Una celebrazione dell’America ma anche un attestato di positività e di speranza, con l'Irlanda grande protagonista. Ora su TIMVISION.
Da rilevare la qualità della radice letteraria del film diretto da John Crowley. Deriva da un romanzo di Colm Tóibín, irlandese di talento vero e dall’intervento, come sceneggiatore, di Nick Hornby, inglese, che sta lasciando segni importanti coi suoi copioni. Tóibín presenta una storia interessante, ardente, che risale a suo nonno, che era un membro dell’IRA e aveva conosciuto la prigione. Quel segnale famigliare rimarrà sempre parte della sua cultura e del suo percorso.
L’Irlanda, comunque protagonista. In Brooklyn c’è tanta Irlanda. È da un villaggio irlandese che nel 1952 parte la giovane Eilis, che dalla vita si aspetta molto di più di quanto le si prospetta. Raggiunta l’America affronta le prime difficoltà fino a quando si ritrova in uno status soddisfacente: un grande magazzino di Brooklyn. Anche la fase sentimentale ha la sua soluzione nel matrimonio con un immigrato italiano.

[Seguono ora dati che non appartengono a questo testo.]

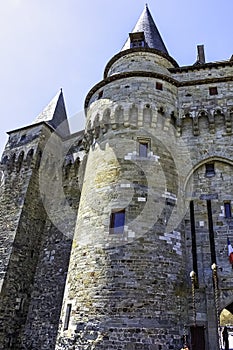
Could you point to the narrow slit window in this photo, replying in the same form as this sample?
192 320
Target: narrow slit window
100 95
159 86
213 90
67 317
143 148
117 222
227 210
209 169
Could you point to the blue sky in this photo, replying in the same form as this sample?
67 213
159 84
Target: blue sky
46 45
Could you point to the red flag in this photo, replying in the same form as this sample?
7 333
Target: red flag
230 251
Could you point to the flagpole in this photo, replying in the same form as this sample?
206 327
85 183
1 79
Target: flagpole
193 279
214 268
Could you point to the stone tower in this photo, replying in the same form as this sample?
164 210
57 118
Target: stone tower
116 237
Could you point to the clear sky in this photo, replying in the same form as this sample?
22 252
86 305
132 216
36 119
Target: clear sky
46 45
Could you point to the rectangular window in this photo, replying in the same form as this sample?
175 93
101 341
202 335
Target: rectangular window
209 169
227 209
143 148
117 222
159 86
213 90
137 39
67 317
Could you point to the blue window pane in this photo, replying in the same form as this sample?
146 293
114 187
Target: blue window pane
143 148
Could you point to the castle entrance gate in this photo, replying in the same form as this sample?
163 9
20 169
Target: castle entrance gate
197 337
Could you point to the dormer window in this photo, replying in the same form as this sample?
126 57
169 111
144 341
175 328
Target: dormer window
137 39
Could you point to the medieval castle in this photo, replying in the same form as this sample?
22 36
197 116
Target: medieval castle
115 237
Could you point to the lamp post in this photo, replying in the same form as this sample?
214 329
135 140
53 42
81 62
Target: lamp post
214 268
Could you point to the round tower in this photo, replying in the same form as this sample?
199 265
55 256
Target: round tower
125 282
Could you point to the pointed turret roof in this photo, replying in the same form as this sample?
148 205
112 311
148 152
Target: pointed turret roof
55 115
147 25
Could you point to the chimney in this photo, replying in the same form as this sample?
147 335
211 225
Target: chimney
200 54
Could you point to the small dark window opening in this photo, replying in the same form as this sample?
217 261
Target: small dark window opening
143 148
209 167
159 86
213 90
137 39
227 209
117 222
67 317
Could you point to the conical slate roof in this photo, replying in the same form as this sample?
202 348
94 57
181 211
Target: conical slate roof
55 115
147 25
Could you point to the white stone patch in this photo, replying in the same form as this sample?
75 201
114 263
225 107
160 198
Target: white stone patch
127 157
174 238
125 185
141 199
131 234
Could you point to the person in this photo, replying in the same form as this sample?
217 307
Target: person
225 338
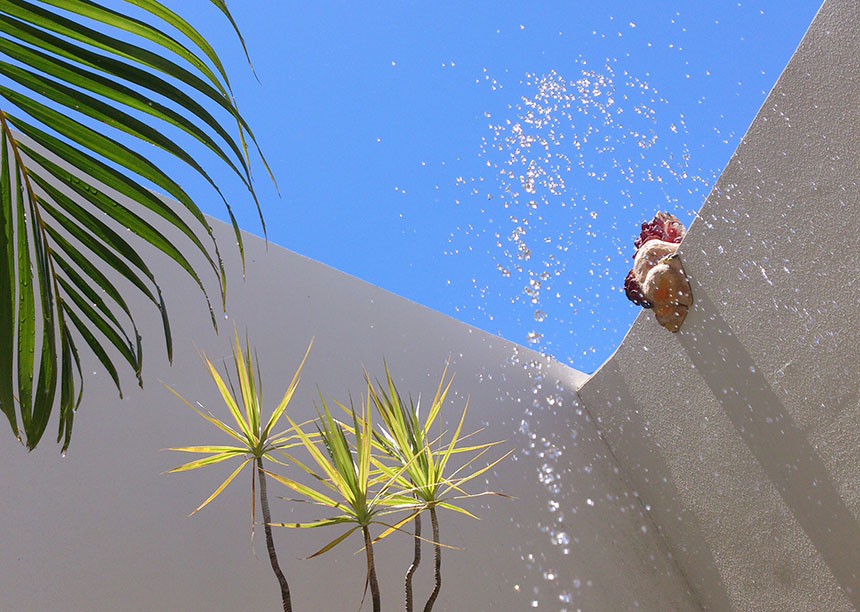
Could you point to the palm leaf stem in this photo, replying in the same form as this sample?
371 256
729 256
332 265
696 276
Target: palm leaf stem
437 552
371 569
416 559
270 544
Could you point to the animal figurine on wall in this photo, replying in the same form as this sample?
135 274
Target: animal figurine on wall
657 280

Il ritorno in Irlanda per la morte della sorella, che dovrebbe essere temporaneo, le ripropone il confronto fra le due civiltà. La terra madre le offre qualche lusinga, un nuovo amore, ma presto tocca di nuovo con mano un modo di intendere la vita, senza sbocchi che non siano la sopravvivenza. Così riprende la nave per New York e durante il viaggio incontra una ragazza con gli stessi suoi problemi di una volta. E ha molte cose da raccontarle. Non è proprio una celebrazione dell’America, ma un attestato di positività e di speranza.

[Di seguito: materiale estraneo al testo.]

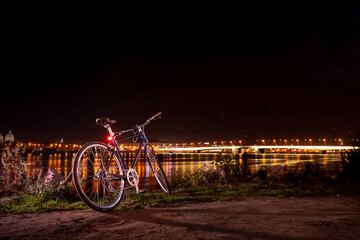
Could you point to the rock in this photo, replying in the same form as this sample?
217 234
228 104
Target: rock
53 176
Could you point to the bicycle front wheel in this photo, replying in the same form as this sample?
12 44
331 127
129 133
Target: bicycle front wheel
156 169
96 174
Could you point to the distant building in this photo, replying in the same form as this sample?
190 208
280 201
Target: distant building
9 137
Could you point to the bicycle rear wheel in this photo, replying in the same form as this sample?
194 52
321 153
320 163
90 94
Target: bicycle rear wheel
157 169
96 174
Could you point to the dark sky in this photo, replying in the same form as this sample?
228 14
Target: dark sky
224 73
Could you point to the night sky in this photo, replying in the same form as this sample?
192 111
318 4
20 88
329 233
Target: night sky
216 74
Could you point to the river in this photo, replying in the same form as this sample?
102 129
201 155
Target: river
180 162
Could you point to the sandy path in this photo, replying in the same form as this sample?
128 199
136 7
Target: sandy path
264 218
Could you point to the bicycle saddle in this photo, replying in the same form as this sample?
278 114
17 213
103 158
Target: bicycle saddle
104 121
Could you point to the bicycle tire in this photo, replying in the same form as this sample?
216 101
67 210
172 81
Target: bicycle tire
97 186
157 169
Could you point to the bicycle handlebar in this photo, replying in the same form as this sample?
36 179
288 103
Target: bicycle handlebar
155 117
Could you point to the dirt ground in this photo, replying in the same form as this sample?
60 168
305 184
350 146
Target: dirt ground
262 218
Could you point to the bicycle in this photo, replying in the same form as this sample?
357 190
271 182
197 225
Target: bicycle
100 174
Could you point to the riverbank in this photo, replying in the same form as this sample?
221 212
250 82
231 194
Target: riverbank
247 218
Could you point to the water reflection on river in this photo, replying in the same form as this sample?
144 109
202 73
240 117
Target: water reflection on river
182 162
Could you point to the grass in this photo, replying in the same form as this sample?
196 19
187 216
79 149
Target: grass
42 203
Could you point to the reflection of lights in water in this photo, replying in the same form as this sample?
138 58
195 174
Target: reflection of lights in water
185 163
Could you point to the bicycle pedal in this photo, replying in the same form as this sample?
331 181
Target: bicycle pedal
143 190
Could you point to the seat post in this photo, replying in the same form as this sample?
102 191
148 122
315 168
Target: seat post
107 126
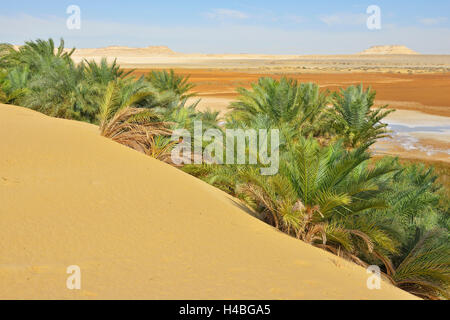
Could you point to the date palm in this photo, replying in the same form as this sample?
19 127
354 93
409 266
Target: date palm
321 196
284 102
425 270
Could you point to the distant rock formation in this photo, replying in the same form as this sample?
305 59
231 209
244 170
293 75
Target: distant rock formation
393 49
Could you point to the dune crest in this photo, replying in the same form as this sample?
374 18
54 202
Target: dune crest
140 229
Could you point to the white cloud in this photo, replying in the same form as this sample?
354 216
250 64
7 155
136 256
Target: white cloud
344 19
221 14
432 21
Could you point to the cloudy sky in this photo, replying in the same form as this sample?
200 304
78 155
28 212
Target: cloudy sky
244 26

Anche Crowley, il regista, è irlandese come Tóibín, e come cineasta preferisce privilegiare certi aspetti mélo, ma senza esagerare. La giusta misura è quella di Hornby, autore che ha firmato sceneggiature di grande qualità, che sa raccontare combinando cultura e leggerezza, dramma e spirito squisitamente inglese. Alcuni titoli fanno parte della memoria popolare, come Alta fedeltà, About a Boy e Buttiamoci giù.